L’influence apaisante de l’Eucharistie vient en bonne place aussitôt après ; de même « l’attitude du corps pendant l’oraison n’est pas indifférente » mais il nous paraît inutile d’énumérer et d’analyser les autres « industries » puisqu’elles sont si peu satisfaisantes. Mieux vaut conclure avec le Père Marie-Eugène : il s’agit non de

« méthodes à adopter, mais d’une leçon de cette souplesse dont l’âme doit user, un exemple de la variété des moyens adaptés à ses goûts et aux circonstances, moyens qu’elle doit savoir découvrir pour tenir vaillante, paisible et éveillée en sa foi, et s’ouvrir à toute la puissance de la lumière divine qui lui arrive ».

Et nous en arrivons au point le plus important déjà évoqué et sur lequel le Père Marie-Eugène revient sans cesse:

« Car c’est bien de cela qu’il s’agit, uniquement de cela : veiller paisiblement dans la foi, face à la Sagesse d’amour dont la présence est signalée par cette obscurité, en ce mélange de silence et de bruit – quelle antinomie ! – et qui de la nuit fait jaillir des sources vivifiantes et transformantes » 40.

Oui, « c’est bien de cela qu’il s’agit uniquement » : la fécondité merveilleuse de la contemplation qui fait « jaillir des sources vivifiantes et transformantes ». Progressivement l’âme devient comme une « éponge plongée dans l’océan » et qui est « imbibée des eaux pures de la fontaine d’eau vive » 41.

On fait comme on peut… et Dieu fait le reste

Cette analyse pourrait sembler trop décourageante pour le plus grand nombre ; voici donc, pour conclure cette première partie, une directive rassurante du Père Marie-Eugène, donnée, dans son enseignement oral, avec humour mais sans trahir la vérité ni supprimer l’énergie persévérante nécessaire :

« … L’oraison n’est pas un exercice de gymnastique suédoise selon le rythme du maître, dirigé par son coup de sifflet ou d’une autre façon, l’oraison est un contact avec Dieu. Quand on a pris contact avec Dieu, on fait comme on peut, on réagit aussi surnaturellement qu’on peut, et Dieu fait le reste » 42.

« On fait comme on peut ! » Ne pensons pas à une solution de facilité – faire comme on peut ne veut pas dire agir n’importe comment. Le Père Marie-Eugène a bien précisé : « on réagit aussi surnaturellement qu’on peut », c’est-à-dire avec la vertu surnaturelle de foi, en persévérant dans le renouvellement de l’acte de foi, avec la certitude que « Dieu fait le reste ». Dieu se donne, il infuse en moi son amour, il fait grandir l’amour divin que l’Esprit Saint a déposé dans mon âme au moment de mon baptême. Ma grâce baptismale est en effet susceptible de croissance, comme le suggèrent les principales paraboles du Royaume : le grain de sénevé, la plus petite des graines qui devient la plus grande des plantes potagères. Peu importe que, dans les « faubourgs de l’âme », il y ait beaucoup de bruit comme sur le périphérique d’une ville, pourvu qu’au centre il y ait le silence qui permet à Dieu de se diffuser. La croissance spirituelle ne fait pas plus de bruit que la croissance de la graine. « Car Dieu parle dans le silence et seul le silence paraît pouvoir exprimer Dieu », écrit le Père Marie-Eugène 43, alors qu’il commente le Cantique spirituel de saint Jean de la Croix 44.
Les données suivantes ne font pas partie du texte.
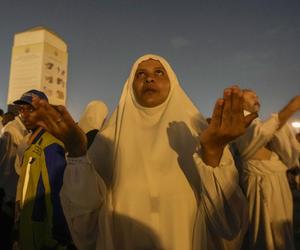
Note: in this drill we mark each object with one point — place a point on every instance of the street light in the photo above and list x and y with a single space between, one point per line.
296 124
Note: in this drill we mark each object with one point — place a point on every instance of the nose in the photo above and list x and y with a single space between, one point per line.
149 79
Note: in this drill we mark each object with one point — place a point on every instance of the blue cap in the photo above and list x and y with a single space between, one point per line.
26 98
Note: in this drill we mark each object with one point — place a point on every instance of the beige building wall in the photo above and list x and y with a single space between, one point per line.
39 61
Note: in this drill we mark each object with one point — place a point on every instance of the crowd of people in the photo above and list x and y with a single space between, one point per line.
153 175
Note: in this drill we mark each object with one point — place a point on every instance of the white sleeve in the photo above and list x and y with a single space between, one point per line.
285 144
257 135
224 203
83 197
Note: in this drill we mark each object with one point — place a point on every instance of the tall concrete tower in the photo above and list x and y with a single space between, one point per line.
39 61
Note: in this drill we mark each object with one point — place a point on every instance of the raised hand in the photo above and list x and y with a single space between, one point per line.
227 123
58 121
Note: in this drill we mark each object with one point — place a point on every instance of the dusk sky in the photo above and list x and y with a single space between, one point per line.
210 45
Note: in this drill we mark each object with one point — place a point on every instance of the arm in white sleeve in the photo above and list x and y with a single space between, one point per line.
83 198
257 135
224 203
285 144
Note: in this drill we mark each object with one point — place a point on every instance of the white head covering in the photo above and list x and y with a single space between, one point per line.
151 178
93 116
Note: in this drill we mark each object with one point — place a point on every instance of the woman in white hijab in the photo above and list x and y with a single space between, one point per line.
92 119
160 184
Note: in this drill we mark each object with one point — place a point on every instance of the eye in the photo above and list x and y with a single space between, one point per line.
159 72
140 74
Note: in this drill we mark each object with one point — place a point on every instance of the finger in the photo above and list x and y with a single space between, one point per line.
65 114
226 115
217 114
237 114
249 118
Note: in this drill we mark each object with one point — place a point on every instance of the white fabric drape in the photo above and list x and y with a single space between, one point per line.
159 194
266 185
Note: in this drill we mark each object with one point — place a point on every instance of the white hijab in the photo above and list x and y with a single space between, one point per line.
143 154
93 116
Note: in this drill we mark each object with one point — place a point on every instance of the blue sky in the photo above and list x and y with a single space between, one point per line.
210 44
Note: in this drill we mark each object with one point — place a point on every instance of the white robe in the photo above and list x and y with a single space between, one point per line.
12 139
265 183
144 186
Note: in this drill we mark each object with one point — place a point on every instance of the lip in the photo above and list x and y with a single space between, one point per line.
149 89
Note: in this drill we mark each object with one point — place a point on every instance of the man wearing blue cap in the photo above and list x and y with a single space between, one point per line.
42 224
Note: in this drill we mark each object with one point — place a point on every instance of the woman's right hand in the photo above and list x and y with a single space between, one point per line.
58 122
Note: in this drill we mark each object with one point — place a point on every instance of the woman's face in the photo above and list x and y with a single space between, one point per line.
151 85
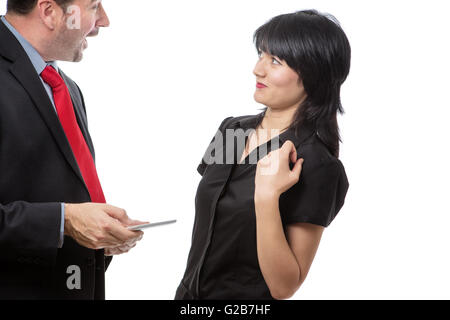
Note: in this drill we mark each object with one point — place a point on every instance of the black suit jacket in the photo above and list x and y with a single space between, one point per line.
37 172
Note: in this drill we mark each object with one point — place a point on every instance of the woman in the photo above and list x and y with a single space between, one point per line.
257 229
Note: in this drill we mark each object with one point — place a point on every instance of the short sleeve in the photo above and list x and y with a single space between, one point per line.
203 164
317 197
Tentation de se livrer à la passivité totale

Parfois, le bruit se transforme en un « calme plat plus déconcertant encore que l’agitation des facultés ». En effet, ce « calme absolu crée la certitude de l’absence de la Réalité divine dont l’âme est assoiffée » 45.
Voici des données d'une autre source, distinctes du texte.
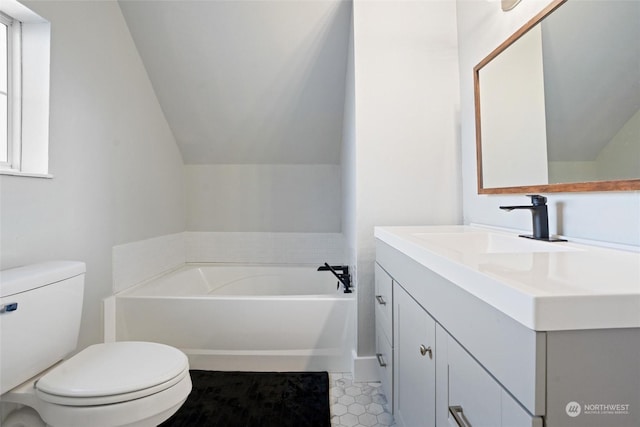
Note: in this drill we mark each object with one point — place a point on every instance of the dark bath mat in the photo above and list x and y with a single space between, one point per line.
255 399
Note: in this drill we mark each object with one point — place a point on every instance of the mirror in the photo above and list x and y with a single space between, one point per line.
558 103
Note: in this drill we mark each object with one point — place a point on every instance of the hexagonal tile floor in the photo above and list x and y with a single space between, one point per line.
357 404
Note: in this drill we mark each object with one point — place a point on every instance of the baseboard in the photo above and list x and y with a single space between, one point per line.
365 368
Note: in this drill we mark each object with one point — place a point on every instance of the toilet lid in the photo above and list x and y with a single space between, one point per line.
113 369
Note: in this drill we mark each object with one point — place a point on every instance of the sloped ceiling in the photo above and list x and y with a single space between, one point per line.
247 82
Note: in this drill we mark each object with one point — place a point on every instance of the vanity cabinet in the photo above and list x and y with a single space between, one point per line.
458 361
384 330
414 334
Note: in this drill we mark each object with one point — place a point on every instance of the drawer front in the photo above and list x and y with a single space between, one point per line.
384 354
383 301
476 399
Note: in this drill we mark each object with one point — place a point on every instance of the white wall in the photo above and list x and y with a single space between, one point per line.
263 198
118 174
406 122
611 217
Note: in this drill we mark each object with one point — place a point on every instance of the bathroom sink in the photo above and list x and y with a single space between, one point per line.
490 243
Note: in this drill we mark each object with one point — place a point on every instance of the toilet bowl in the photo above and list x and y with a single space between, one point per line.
104 385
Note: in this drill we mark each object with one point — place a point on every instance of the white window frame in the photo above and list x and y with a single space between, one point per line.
29 92
14 89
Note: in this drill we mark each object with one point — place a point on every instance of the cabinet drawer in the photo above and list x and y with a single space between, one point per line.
384 354
476 398
383 301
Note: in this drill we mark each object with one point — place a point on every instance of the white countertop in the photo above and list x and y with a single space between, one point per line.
544 286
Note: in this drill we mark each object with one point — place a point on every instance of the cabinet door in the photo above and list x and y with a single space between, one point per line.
383 301
414 362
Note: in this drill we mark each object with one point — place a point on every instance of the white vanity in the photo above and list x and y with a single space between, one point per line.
476 327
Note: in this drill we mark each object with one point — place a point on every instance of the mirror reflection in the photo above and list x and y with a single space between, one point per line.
561 103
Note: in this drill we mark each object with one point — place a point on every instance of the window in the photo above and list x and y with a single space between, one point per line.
9 92
24 91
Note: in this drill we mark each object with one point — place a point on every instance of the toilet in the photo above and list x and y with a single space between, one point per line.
105 385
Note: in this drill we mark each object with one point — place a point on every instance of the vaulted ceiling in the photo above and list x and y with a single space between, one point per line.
247 82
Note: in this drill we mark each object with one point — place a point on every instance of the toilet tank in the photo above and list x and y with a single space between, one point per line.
40 311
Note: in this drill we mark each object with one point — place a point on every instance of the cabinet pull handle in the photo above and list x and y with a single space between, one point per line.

En ces oraisons de sécheresse, la tentation est de ne rien faire et de se livrer à une passivité totale, alors qu’une activité est nécessaire, ainsi que le recommande le Père Marie-Eugène :

« Ce qui importe dans ces oraisons de sécheresse, comme dans l’oraison de quiétude, c’est de maintenir l’activité de la foi. Trop facilement, parce que vous n’avez rien, vous ne faites rien. Maintenir votre foi éveillée ; cela par une activité sans agitation, par une activité paisible, dans le repos. Si forts que soient l’action de Dieu, le recueillement et la paix, si grande que soit l’impuissance, vous devez faire des actes de foi vers Dieu au plus profond de votre âme. « Mais Dieu me repousse ». – Vous avez des yeux pour le regarder. Pensez à sainte Thérèse de l’Enfant-Jésus : « Je le regarde, je n’attends pas qu’il se montre ». Elle avait la foi éveillée. Si les âmes n’arrivent pas, c’est qu’elles n’ont pas ce regard de foi… » 46.
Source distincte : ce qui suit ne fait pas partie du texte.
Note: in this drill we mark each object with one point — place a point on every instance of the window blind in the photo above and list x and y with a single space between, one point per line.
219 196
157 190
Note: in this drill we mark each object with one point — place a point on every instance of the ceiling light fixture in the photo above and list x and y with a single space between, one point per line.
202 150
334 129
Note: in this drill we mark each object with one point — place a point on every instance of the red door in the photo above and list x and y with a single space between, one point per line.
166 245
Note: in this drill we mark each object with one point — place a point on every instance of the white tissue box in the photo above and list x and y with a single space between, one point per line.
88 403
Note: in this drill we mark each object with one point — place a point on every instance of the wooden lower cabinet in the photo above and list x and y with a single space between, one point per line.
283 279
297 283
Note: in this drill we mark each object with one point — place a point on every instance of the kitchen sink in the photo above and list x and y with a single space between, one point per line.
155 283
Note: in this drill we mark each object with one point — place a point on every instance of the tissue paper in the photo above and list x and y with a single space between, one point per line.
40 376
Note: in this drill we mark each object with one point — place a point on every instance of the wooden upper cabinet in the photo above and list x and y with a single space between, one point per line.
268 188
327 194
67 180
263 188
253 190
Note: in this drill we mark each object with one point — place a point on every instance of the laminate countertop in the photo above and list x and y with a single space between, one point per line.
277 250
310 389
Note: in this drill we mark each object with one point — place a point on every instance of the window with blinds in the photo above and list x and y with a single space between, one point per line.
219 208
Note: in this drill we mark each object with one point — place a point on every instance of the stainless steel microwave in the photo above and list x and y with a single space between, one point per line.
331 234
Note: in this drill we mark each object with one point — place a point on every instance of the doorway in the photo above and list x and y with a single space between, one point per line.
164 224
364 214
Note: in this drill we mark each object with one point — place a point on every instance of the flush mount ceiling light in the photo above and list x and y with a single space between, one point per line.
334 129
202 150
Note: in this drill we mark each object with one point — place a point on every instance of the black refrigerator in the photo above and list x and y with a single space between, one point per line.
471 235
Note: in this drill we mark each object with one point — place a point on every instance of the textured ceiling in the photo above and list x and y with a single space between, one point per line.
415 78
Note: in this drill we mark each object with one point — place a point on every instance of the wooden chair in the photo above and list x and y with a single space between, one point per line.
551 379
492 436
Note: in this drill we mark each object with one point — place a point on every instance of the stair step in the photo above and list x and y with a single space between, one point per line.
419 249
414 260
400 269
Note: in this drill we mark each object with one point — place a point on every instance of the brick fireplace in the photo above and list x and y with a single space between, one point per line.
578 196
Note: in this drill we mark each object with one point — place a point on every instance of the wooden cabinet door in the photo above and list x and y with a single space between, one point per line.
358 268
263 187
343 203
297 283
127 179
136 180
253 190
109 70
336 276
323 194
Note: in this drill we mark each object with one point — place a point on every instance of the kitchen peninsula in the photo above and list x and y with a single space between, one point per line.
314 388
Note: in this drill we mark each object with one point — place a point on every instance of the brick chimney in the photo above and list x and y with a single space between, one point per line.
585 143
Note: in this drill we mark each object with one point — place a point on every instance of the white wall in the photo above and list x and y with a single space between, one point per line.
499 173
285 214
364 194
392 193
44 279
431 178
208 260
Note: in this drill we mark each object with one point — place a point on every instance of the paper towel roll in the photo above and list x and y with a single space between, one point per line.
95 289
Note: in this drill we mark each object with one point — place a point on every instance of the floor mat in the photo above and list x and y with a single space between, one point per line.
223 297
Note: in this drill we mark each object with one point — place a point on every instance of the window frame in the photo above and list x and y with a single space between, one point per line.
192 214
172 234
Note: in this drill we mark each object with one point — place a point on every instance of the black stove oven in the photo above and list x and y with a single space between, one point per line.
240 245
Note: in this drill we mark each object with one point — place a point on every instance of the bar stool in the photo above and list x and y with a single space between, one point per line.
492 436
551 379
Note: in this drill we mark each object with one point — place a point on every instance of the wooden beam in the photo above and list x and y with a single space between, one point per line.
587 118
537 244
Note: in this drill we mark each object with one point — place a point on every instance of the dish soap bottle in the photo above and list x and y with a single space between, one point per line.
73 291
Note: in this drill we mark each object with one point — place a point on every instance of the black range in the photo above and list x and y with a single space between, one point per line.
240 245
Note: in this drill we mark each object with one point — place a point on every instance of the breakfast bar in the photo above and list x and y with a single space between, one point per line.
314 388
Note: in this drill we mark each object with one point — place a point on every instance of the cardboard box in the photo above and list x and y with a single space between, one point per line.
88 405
Le Père Marie-Eugène n’hésitait pas à tenir le langage suivant aux membres de son Institut :

« (Le temps de votre formation) doit être consacré à vous faire connaître les mœurs du Bon Dieu, à vous faire vivre avec Lui, à vous faire connaître ses habitudes, ce qui peut vous aller un peu moins.

« Votre vie n’est pas seulement destinée à créer la fidélité à l’oraison, elle est destinée à vous faire connaître le Bon Dieu, à vous faire savoir comment il traite les gens qu’il aime bien, en les caressant et en les écrasant, en les laissant dans la sécheresse.

« L’erreur de certaines vies spirituelles, c’est de s’habituer aux bons traitements. On s’habitue facilement aux lumières, aux consolations, à savourer. La deuxième chose est plus difficile à apprendre… Ne rien recevoir pendant des semaines, des mois, rester en face du Bon Dieu sans rien recevoir de Lui, n’avoir que l’expérience de sa misère… »

Sans cesse revient dans ces pages du Père Marie-Eugène l’enseignement de saint Jean de la Croix sur la valeur du regard de foi qui « donne Dieu lui-même ». Cette attitude de foi est en effet le fond sur lequel s’appuie toute la doctrine du saint docteur. Le Père Marie-Eugène la reprend intégralement ; mais quand il évoque l’expérience que l’âme fait de sa misère en cette sécheresse contemplative, son analyse psychologique est du plus haut prix.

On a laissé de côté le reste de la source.